The Kurdistan Region is landlocked and surrounded by aggressive neighbors that seek to undermine the political, economic, and cultural independence of the Kurds. In Iraq, militia groups are more powerful than the state and the army and have already targeted the Kurdistan Region multiple times. Drone attacks on the regional capital of Erbil on September 11, 2021 and earlier rocket attacks in February are just a harbinger of what Kurds are likely to face when the Western military troops vacate Iraq.
That some Kurds are choosing to migrate in response is not a surprise. Kurds who travel to Europe are not necessarily economically distressed. In fact, they sell everything they possess to come up with the thousands of dollars needed to pay for their trips to reach the gates of the European Union. I recently spoke with a family of four who had traveled to the EU via Belarus. The man and his wife had quit their jobs, sold their house, car, and other properties—all in order to migrate to Europe with their children.
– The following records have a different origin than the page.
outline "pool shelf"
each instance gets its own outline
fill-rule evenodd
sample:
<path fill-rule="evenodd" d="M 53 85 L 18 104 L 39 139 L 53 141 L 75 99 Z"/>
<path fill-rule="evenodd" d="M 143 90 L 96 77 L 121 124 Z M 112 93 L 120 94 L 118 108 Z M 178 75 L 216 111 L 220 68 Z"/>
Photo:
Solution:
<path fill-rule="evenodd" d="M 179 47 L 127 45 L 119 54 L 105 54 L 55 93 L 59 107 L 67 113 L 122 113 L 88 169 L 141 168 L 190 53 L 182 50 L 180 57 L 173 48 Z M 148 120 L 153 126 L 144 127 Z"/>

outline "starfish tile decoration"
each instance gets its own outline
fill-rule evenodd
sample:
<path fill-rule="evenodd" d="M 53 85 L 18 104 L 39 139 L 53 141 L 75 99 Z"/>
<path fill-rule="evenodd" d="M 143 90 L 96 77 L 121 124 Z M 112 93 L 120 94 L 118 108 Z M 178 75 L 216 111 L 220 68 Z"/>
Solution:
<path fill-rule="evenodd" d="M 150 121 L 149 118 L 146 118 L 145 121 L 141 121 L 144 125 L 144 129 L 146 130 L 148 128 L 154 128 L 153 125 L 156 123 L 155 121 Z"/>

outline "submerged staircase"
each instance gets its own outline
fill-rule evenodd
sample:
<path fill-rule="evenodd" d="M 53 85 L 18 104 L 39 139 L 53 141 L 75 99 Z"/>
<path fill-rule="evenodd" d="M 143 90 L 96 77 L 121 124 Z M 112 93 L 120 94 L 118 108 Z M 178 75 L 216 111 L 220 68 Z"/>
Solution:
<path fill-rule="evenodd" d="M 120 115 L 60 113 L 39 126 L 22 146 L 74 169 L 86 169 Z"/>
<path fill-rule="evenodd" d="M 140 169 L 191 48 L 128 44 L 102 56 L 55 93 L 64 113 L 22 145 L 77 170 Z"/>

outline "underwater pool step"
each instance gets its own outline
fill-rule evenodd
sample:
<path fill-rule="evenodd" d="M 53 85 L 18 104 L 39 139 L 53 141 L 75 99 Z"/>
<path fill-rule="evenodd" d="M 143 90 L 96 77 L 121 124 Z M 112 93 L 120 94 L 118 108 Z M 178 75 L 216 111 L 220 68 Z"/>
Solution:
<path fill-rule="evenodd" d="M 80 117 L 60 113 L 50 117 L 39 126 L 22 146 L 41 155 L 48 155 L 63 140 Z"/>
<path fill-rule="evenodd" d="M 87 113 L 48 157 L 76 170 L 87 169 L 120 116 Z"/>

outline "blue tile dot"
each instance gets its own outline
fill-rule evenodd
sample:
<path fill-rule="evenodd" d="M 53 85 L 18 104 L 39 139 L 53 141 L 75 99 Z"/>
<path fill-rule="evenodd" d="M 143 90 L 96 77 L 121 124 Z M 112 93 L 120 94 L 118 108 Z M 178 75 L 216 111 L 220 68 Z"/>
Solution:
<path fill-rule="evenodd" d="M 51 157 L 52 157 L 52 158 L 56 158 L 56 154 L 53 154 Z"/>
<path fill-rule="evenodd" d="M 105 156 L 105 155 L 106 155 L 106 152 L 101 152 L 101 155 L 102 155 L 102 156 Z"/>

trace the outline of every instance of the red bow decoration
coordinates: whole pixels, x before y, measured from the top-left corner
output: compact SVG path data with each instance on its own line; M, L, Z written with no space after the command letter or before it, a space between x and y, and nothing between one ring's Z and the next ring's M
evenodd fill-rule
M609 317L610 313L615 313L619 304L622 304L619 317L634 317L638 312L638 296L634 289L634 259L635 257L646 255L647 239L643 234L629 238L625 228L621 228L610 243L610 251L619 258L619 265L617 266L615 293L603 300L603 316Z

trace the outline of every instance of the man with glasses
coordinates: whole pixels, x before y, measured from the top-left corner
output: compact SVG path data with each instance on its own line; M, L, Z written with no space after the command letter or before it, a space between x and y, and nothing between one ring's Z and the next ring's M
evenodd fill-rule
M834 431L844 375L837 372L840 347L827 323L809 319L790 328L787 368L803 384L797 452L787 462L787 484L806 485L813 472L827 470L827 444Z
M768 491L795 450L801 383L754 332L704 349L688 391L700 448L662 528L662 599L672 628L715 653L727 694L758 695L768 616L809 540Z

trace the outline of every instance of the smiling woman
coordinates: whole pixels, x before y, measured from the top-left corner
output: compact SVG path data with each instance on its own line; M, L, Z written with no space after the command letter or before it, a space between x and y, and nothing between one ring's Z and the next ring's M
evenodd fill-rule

When asked why they left, the man responded that “the future is uncertain.” Certainly, each person has their own circumstances and reasons to leave. But the shaken belief in the future of the Kurdish enclave as a safe and stable autonomous region has compounded with other factors to drive this most recent wave of migration. The decision of this family mirrors that of many others, and highlights how fear has overtaken hope; jobs, houses, and cars mean nothing now under the threat of political instability.
The Kurdish migration not only harms the Kurdistan Region’s human capital resources, but has also already led to security challenges and tensions between the EU and Belarus to the point that some predicted the outbreak of conflict between the two sides. Moreover, the brutal conditions of the migrants have put the EU in a moral dilemma; its reputation as a paradise of human rights has taken a hit.
In order to address this issue, the EU, United States, Russia, and other countries can address the Kurdish public deficit of trust about their future by introducing a resolution at the United Nations Security Council to protect the Kurdistan region from internal and external aggressions. This insurance policy is likely to dissuade many Kurds from taking the dangerous journey to reach Europe, and there is already a precedent to prove its efficacy. The UNSC Resolution 688 in 1991, which promised to protect repressed Iraqis, paved the way for millions of Kurds to return home from neighboring countries after having fled from Iraq’s military oppression. Resolution 688 restored hope for Kurds then and a similar measure can do the same now, countering serious uncertainty about what the future holds for Iraqi Kurds.